Rare et intéressante lettre de Maurice Lemaître sur « Le Film est déjà commencé? » et Isidore Isou
Maurice Lemaître (Paris, 1926 /2018)Maurice Lemaître expose à André Fraigneau son projet d'édition d'un livre tiré de son film "Le Film est déjà commencé?", sortie en 1951, film d'avant-garde dans lequel il déconstruisit tous les éléments de la production cinématographique traditionnelle.

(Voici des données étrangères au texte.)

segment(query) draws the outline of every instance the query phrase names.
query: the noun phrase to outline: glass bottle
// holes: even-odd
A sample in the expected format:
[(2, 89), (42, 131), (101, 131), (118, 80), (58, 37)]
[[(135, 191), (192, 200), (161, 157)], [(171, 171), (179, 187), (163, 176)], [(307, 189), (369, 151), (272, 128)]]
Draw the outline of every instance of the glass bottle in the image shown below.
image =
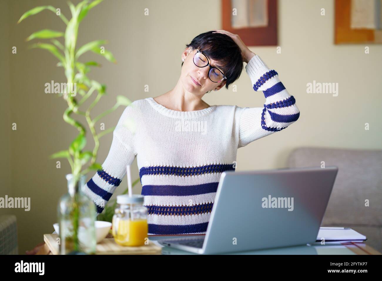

"Vous avez écrit, il me semble, la seule chose intelligente parue dans la presse sur le film d'Isou ["Traité de bave et d'éternité", d'Isidore Isou (1925-2007), le fondateur du lettrisme] dont je fus l'assistant-réalisateur-monteur. Et vous avez une collection intéressante chez Bonne. C'est pourquoi j'ai pensé à vous en entretenant Cocteau de mes "ennuis" [Cocteau avait réalisé l'affiche du film]. J'ai écrit un petit essai comme suite à mon film : "Le Film est déjà commencé". Isou m'a donné une préface assez importante. Il y a aussi le son du film, le texte des interventions fomentées dans la salle et l'énoncé des procédés utilisés pour l'image. Tout cela peut faire un petit volume. Julliard (Kanters) refuse. Gallimard (Paulhan) ne répond pas encore. Mais le cinéma chez eux... je savais cela, remarquez, je voulais aller au plus difficile. Il m'est possible de faire sortir ce petit bouquin à mes frais. J'ai commencé les gestes. Mais commencer tout le travail bas de la distribution, etc. que j'avais accepté de faire pour les deux livres d'Isou : "Précisions" et les "Journaux des Dieux" (publiés par moi), je trouve que c'est une perte de forces. Donc un espoir encore A. Bonne [c'est effectivement André Bonne qui publiera l'ouvrage en 1952]. Dans mon cas, il y a apparemment plus de risque que pour le Cocteau. Il y a aussi courage. Et puis, ce sont les jeunes qui achètent les livres parce qu'ils ont besoin. Notre cinéma a les jambes grêles, adolescentes. On lui dit : "ça vous passera !". Il répond, comme il a souvent répondu : "ça vous dépassera" (dans le sens moteur). Je connais bien le mécanisme de la sortie d'un livre. Les auteurs, en général, croient au mot "fin" qu'ils écrivent sur la dernière page de leur manuscrit. Au cinéma (dans le, si vous êtes puriste), on apprend que le "bon à tirer" n'est que le début du travail. Même et surtout après la sortie du livre, de ce volume en lequel je crois, il y a des dizaines de gestes que je suis prêt à assumer". Il lui adresse cette lettre en pneumatique "car il y a chez nous une impatience dans la démarche à la mesure de notre prudence créative".